Why today may have been significant to our economic future! We would like to share with you an article written by Steve Forbes, Editor and Chief of Forbes magazine. Mr. Forbes writes about the unnecessary regulations and new accounting rules that have brought on many of the problems surrounding our financial crisis: In particular he discusses the so called “mark-to-market” accounting rules that make companies and banks recognize prices for assets that are not realistic but have a profound impact on our financial system. This rule has forced many whose operations are profitable to appear as if they are losing money or insolvent. To the credit of this administration, this rule was greatly changed yesterday, and the stock markets around the world have reacted by going up significantly.

Although many good financial lessons were learned during the Great Depression, unfortunately many of the laws passed at the time to stabilize our financial system have been undone in the past few years: mark-to-market accounting, short sale uptick rule, naked shorting, and the Glass-Stegall Act to name just a few. This article was written about a month ago and he clearly lays out the problems being caused by mark-to-market accounting. Our hope is that it will help you understand the benefits of changing the rules back to where they had been. We don’t need more regulation, we just need to go back to what has worked fairly well for the last 70 years. Here’s the article:

By STEVE FORBES
What is most astounding about President Barack Obama’s radical economic recovery program isn’t its breadth, but its continuation of the most destructive policies of the Bush administration. These Bush policies were in themselves repudiations of Franklin Delano Roosevelt, Mr. Obama’s hero.
The most disastrous Bush policy that Mr. Obama is perpetuating is mark-to-market or “fair value” accounting for banks,
insurance companies and other financial institutions. The idea seems harmless: Financial institutions should adjust their balance sheets and their capital accounts when the market value of the financial assets they hold goes up or down.
That works when you have very liquid securities, such as Treasury bonds, or the common stock of IBM or GE. But when the
credit crisis hit in 2007, there was no market for subprime securities and other suspect assets. Yet regulators and auditors kept pressing banks and other financial firms to knock down the book value of this paper, even in cases where these obligations were being fully serviced in the payment of principal and interest. Thus, under mark-to-market, even non-suspect assets are being artificially knocked down in value for regulatory capital (the amount of capital required by regulators for industries like banks and life insurance).
Banks and life insurance companies that have positive cash flows now find themselves in a death spiral. Of the more than $700 billion that financial institutions have written off, almost all of it has been book write-downs, not actual cash losses.
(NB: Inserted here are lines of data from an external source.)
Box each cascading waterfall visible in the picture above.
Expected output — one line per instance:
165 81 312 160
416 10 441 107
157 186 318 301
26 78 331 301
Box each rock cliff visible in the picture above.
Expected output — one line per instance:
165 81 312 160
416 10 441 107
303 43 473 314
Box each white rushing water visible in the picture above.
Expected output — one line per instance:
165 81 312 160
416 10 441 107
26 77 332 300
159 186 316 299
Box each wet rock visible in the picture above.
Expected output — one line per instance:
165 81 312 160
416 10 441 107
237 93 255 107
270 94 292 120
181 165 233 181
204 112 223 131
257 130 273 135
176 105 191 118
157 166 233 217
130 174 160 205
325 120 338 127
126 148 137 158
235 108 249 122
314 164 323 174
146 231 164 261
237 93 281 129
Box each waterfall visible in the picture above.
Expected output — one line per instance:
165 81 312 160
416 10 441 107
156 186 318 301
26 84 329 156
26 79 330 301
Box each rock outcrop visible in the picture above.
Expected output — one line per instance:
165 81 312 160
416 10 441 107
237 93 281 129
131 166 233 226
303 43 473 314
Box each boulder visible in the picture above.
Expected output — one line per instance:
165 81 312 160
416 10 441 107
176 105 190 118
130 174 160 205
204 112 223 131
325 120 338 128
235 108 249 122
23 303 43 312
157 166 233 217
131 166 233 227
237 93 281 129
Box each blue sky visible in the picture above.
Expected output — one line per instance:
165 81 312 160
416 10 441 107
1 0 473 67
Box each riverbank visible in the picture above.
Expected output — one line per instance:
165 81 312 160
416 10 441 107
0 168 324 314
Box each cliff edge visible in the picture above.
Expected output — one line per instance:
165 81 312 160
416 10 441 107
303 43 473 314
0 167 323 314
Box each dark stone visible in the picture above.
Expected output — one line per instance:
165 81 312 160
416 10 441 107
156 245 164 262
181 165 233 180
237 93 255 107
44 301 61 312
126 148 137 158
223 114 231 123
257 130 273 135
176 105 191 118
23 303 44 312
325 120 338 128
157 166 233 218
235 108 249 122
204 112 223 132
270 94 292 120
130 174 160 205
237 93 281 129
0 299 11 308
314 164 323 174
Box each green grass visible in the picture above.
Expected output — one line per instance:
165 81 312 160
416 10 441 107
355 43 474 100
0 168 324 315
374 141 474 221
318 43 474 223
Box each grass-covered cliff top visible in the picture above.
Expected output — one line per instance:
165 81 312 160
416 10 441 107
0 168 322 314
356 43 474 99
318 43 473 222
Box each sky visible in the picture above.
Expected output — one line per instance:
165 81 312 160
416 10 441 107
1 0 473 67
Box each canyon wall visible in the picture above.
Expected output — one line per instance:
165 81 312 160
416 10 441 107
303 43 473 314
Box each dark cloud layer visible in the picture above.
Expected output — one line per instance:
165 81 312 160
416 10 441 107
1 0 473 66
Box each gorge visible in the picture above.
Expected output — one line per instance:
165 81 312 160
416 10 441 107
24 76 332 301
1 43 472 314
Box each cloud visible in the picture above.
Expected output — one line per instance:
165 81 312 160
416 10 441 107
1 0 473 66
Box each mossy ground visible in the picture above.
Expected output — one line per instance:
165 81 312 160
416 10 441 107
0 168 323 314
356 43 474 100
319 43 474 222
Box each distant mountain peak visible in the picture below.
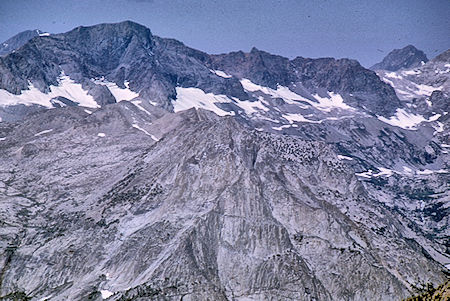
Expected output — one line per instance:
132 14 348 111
0 29 49 56
431 49 450 63
370 45 428 71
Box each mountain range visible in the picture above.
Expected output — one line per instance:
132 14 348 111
0 21 448 300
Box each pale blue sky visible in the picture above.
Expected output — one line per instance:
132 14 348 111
0 0 449 67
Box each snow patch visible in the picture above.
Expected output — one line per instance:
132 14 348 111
34 129 53 137
411 82 442 96
173 87 234 117
282 113 320 124
432 122 444 134
377 109 440 130
381 77 395 87
272 124 298 131
311 92 355 112
84 109 93 115
100 290 114 299
356 167 394 178
337 155 353 160
210 70 232 78
402 69 421 76
0 137 6 141
385 72 403 79
403 166 414 175
132 124 159 141
233 96 270 115
51 98 68 107
355 170 373 178
417 169 448 175
240 78 311 105
131 100 153 116
97 133 106 137
0 74 99 109
93 79 139 102
373 167 394 177
240 78 355 112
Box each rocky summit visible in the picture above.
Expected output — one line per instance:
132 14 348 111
0 21 448 301
370 45 429 72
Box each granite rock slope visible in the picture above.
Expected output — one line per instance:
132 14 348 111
0 107 447 300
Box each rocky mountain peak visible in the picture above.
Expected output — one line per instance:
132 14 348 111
370 45 428 71
67 20 153 43
431 49 450 63
0 29 48 56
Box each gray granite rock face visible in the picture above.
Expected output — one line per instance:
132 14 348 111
370 45 428 71
0 106 447 300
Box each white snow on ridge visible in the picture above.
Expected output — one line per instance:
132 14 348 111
100 289 113 299
355 170 373 178
174 87 234 117
240 78 355 112
385 72 403 79
374 167 394 177
356 167 394 178
337 155 353 160
272 124 298 131
381 77 395 87
34 129 53 137
233 96 270 115
312 93 355 112
282 113 320 124
417 169 448 175
240 78 311 105
173 86 276 117
39 32 50 37
401 69 421 76
0 137 6 141
93 79 139 102
378 109 441 130
433 122 444 134
210 70 232 78
0 74 100 109
412 82 442 96
131 124 159 141
51 98 68 107
131 100 153 116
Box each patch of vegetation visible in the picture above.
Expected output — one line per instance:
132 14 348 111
404 281 449 301
0 291 31 301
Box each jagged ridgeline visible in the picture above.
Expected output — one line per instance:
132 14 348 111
0 21 448 301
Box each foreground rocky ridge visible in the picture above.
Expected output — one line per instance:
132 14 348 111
0 106 447 300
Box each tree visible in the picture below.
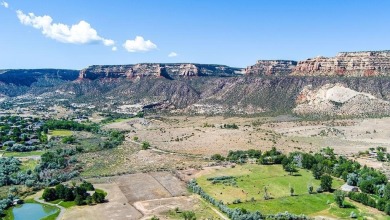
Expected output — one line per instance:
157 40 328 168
151 216 160 220
55 184 66 199
80 181 94 191
75 194 84 206
42 188 57 201
308 185 313 194
311 164 323 180
320 175 333 192
64 187 75 201
384 183 390 200
385 203 390 215
92 192 105 203
264 186 270 200
284 163 298 175
290 186 294 196
334 190 345 208
181 211 196 220
377 151 385 162
85 196 93 205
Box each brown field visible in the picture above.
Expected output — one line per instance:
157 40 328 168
104 116 390 157
63 172 221 220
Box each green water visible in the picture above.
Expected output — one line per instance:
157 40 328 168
13 203 57 220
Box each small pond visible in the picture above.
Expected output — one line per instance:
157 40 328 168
12 203 58 220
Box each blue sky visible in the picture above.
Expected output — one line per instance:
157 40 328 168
1 0 390 69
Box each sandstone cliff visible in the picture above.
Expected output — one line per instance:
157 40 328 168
245 60 297 76
79 63 242 80
292 51 390 77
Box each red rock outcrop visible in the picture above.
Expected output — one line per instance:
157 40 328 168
292 51 390 77
245 60 297 76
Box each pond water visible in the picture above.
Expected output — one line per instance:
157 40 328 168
13 203 57 220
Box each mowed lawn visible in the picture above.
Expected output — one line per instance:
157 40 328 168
49 129 73 136
197 164 343 204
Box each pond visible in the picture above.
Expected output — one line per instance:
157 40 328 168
12 203 58 220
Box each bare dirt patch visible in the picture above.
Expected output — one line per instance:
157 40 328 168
62 183 143 220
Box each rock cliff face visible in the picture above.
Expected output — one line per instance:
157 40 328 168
79 63 242 80
245 60 297 76
292 51 390 77
293 83 390 116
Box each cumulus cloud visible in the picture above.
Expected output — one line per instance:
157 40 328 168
123 36 157 52
168 52 178 57
1 1 8 8
16 10 114 47
111 46 117 51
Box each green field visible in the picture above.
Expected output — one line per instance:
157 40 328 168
20 159 38 172
3 151 44 157
48 199 76 208
49 129 73 136
197 164 389 219
197 164 343 203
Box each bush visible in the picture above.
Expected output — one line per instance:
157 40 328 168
142 141 151 150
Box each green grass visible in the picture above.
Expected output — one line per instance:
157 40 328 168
47 199 76 208
3 207 14 220
197 164 389 219
20 159 38 172
40 209 60 220
3 151 44 157
230 193 334 215
197 164 343 203
49 129 72 136
59 201 76 208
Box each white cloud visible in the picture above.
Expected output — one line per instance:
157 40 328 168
123 36 157 52
168 52 178 57
111 46 117 51
16 10 114 47
1 1 8 8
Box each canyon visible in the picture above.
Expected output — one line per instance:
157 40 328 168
2 50 390 117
When banks or insurers write down the value of their assets they have to get new capital. And the need for new capital is a signal to ratings agencies that these outfits might deserve a credit-rating reduction.
So although banks have twice the amount of cash on hand that they did a year ago, they lend only under duress, or apply onerous conditions that would warm Tony Soprano’s heart. This is because they know that every time they make a loan or an investment there is a risk of a book write-down, even if the loan is unimpaired.
If this rigid mark-to-market accounting had been in effect during the banking trouble in the early 1990s, almost every major commercial bank in the U.S. would have collapsed because of shaky Latin American and commercial real estate loans. We would have had a second Great Depression.
But put aside for a moment the absurdity of trying to price assets in a disrupted or non-existent market, of not distinguishing between distress prices and “normal” prices. Regulatory capital by its definition should take the long view when it comes to valuation; day-to-day fluctuations shouldn’t matter. Assets should be kept on the books at the price they were obtained, as long as the assets haven’t actually been impaired.
Mark-to-market accounting does just the opposite. When times are good, it artificially boosts banks’ capital, thereby encouraging more investing and lending. In a downturn it sets off a devastating deflation.
Mark-to-market accounting is the principal reason why our financial system is in a meltdown. The destructiveness of mark-to-market — which was in force before the Great Depression — is why FDR suspended it in 1938. It was unnecessarily destroying banks.
But bad ideas never die. Mark-to-market was resurrected by the Financial Accounting Standards Board and became effective in the fall of 2007 (FASB rule 157) to the approval of the Bush administration, its Treasury Department, and the Securities and Exchange Commission. Even as FASB 157 began to take its toll on financial institutions last year, Mr. Bush refused to kill or suspend it. When Congress voiced displeasure last fall, the administration and regulatory authorities made some cosmetic changes, but the poisonous essence remained.
If the president really takes Roosevelt’s legacy seriously, he should suspend mark-to-market accounting rules, restore the uptick rule, and enforce the prohibition against naked short selling. If he doesn’t, historians will look back in utter amazement at Mr. Obama’s preservation of Mr. Bush’s worst economic policies.